About

I am a Sociology PhD candidate and a Statistics MS candidate at University of California, Irvine, affiliated with the Networks, Computation, and Social Dynamics Lab, advised by Professor Carter T. Butts. Before coming to UCI, I received bachelor’s degrees in Sociology and Economics from Peking University.

Broadly interested in social networks and population dynamics, I take a relational and structural approach to studying social processes and people’s experience therein. My dissertation examines how network dynamics and geopolitical conditions shape internal and international migration, such as the social and political cleavages behind immobility of Americans. My second line of research studies the spatial distribution of social relations, and its application in understanding the diffusion of infectious diseases such as COVID-19, and the related health disparity issues.

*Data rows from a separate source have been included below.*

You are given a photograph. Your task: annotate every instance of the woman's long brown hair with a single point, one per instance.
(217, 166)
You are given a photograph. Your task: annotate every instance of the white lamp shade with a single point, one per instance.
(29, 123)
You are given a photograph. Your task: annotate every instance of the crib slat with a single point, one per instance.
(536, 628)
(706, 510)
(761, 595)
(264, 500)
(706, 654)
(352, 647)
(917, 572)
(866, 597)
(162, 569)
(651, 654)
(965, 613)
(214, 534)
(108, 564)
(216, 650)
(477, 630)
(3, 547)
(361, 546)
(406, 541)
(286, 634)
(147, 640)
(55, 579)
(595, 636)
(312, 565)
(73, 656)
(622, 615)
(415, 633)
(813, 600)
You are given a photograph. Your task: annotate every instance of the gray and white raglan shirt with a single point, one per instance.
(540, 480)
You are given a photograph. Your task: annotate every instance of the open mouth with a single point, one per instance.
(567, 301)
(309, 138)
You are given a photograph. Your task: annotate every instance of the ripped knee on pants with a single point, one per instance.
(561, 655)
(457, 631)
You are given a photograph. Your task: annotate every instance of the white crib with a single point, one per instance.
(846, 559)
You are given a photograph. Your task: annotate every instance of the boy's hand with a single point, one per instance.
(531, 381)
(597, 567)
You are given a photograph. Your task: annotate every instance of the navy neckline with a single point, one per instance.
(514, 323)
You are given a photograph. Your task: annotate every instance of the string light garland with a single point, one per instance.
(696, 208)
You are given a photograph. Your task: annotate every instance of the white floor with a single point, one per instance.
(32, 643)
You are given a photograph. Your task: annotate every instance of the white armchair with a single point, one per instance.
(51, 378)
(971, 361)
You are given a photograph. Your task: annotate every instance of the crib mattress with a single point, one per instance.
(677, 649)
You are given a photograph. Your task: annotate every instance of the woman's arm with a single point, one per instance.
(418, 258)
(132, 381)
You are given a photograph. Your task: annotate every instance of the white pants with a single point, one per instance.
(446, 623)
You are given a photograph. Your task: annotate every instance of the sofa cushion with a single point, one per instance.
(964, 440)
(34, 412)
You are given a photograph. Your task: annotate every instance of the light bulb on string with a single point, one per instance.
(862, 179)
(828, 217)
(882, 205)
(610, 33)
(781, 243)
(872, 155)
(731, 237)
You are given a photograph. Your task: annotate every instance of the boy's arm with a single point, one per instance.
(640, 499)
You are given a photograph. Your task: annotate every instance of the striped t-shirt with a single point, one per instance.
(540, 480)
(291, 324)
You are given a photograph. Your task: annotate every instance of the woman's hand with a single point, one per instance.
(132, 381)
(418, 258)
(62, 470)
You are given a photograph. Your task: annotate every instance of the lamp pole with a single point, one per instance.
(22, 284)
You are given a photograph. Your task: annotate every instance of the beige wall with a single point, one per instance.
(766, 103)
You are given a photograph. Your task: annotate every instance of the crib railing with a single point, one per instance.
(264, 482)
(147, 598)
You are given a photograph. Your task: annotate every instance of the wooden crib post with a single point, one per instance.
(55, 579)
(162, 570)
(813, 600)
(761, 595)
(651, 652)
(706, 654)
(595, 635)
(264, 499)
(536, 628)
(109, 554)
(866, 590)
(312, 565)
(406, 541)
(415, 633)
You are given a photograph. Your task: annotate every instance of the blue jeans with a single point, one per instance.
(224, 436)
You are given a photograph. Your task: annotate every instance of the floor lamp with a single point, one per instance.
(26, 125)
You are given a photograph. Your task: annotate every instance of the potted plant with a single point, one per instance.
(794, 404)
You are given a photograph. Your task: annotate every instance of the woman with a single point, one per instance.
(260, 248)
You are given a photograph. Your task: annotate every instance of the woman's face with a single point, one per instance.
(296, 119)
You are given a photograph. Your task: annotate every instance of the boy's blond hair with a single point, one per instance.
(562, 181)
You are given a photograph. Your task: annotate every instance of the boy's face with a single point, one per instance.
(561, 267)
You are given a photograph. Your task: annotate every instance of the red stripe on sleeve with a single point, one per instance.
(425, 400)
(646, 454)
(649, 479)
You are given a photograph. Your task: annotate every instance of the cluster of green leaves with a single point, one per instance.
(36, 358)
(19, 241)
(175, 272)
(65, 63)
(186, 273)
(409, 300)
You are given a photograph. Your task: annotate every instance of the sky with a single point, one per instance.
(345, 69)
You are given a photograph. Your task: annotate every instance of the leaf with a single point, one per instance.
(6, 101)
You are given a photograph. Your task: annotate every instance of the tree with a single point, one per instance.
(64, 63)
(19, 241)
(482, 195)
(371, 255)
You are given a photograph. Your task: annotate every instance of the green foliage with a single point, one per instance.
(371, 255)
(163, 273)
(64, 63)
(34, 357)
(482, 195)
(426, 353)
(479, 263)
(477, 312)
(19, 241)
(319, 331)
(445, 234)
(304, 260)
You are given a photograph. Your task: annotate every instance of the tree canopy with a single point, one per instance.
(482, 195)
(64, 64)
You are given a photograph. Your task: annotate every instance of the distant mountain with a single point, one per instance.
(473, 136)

My methodological work mainly focuses on developing statistical and computational methods to model network and population structures (in dynamic and on a large scale). I study computational methods for modelling valued/weighted networks, especially for large networks with high edge variance, under the framework of exponential-family random graph models (ERGMs). In my other project, me and my collaborators develop imputation methods and algorithms for cross-tabulation data using Markov chain Monte Carlo and loglinear models, which can be applied to infer distributions of multiple demographic characteristics in small-areal units.

I received the 2022 Geoffrey Tootell Dissertation-in-progress Award in Mathematical Sociology from the American Sociological Association. One of my dissertation chapters won the best paper award from the Seventh U.S.-Japan Joint Conference on Mathematical Sociology and Rational Choice. My other peer-reviewed articles have appeared on Proceedings of the National Academy of Sciences (PNAS).